Lesson 8 - Official topic

ilovescience · May 6, 2020, 2:39am

Fastbook chapter 10 questionnaire solutions:

Compare your answers or feel free to contribute!

erinjerri · May 6, 2020, 2:39am

@rachel’s SciPy 2019 Keynote: https://www.youtube.com/watch?v=KChtdexd5Jo

rachel · May 6, 2020, 2:39am

Regarding this threat for using advanced language models to manipulate public opinion, I covered this in more detail in my SciPy keynote last summer:

Edited to add: the first half is a high-level overview of the use of transfer learning in NLP (which will be review for you now) and 2nd half is on risks for manipulating public opinion, disinfo, etc.

MJB · May 6, 2020, 2:41am

In the previous lesson MNIST example, you showed us that “under the hood” the model was learning parts of the image, like curves of a 3 or angles of a 7.

Is there a way to look under the hood of the language models to see if they are learning rules of grammar/syntax?

Would it be a good idea to fine tune models with examples of domain specific grammar/syntax (like technical manuals) or does that miss the point of having the model learn for themselves?

ilovescience · May 6, 2020, 2:46am

It seems some people are interested in NLP model intepretability.

Again, PyTorch Captum seems to be an amazing tool for studying this.

They even have an example for text classification over here

It seems there is a fastai2 callback for ResNet interpretation using Captum over here. Maybe this could be useful for doing something similar with NLP models?

Additionally, fastai v1 had an NLP interpretation class over here

ilovescience · May 6, 2020, 2:47am

Again Rachel’s mic is breaking up

jwuphysics · May 6, 2020, 2:47am

I don’t know NLP too well, but from what I understand, there is a debate in the literature about whether attention layers serve as explanations. Note that attention in NLP gave rise to the popular Transformer models (entitled Attention Is All You Need).

For example,

gamino · May 6, 2020, 2:48am

Now is better - the mic

victor.vargas · May 6, 2020, 2:48am

it actually sounds like robotic a little bit or with noise

giacomov · May 6, 2020, 2:49am

One thing that it’s useful is to look at the embedding: you can for example see that words with similar or connected meaning are close to each other in the embedding space. That’s a sign that the model has learned these connections.

jcatanza · May 6, 2020, 2:53am

Can we get data augmentation by asking our language model to translate a database of sentences from English to English?

Raymond-Wu · May 6, 2020, 2:54am

What do you mean English => English? I would think there’s no translation being done

jwuphysics · May 6, 2020, 2:54am

Seems like a neat idea, but where would you find this database? That’s often the problem with bootstrapping these kinds of projects.

ilovescience · May 6, 2020, 2:54am

English to an intermediate language and back to English is often done for NLP data augmentation.
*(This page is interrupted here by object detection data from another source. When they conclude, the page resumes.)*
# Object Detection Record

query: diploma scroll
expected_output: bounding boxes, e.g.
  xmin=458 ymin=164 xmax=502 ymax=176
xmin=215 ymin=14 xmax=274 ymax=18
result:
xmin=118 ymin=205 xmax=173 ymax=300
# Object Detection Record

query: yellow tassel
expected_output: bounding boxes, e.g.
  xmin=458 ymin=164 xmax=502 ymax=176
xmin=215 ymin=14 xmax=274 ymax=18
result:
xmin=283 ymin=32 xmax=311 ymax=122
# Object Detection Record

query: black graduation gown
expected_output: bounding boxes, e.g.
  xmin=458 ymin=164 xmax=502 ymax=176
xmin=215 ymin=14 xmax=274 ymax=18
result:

jcatanza · May 6, 2020, 2:55am

My guess is that the gain was too high, causing the mic to saturate, which gives rise to distortion.

steef · May 6, 2020, 2:55am

Is there a way to speed up fine tuning the NLP model? 10+ minutes per epoch slows down the iterative process quite a bit… Any best practices/tips?

–
Edit for other students in a similar situation: FYI it took me 26 minutes to train the first epoch. I’m on Google Cloud with almost exactly the recommended setup. – Curious what others were seeing?

ilovescience · May 6, 2020, 2:55am

The simplest thing without changing the dataset is to try mixed precision maybe? learn.to_fp16()

sgugger · May 6, 2020, 2:55am

Use a smaller dataset. Imdb is huge.

jcatanza · May 6, 2020, 2:56am

Right. But my question is would translating English directly to English also work?

ilovescience · May 6, 2020, 2:58am

But would any translation service actually do anything? I have never checked this actually, but I assume they will just give you back the same text.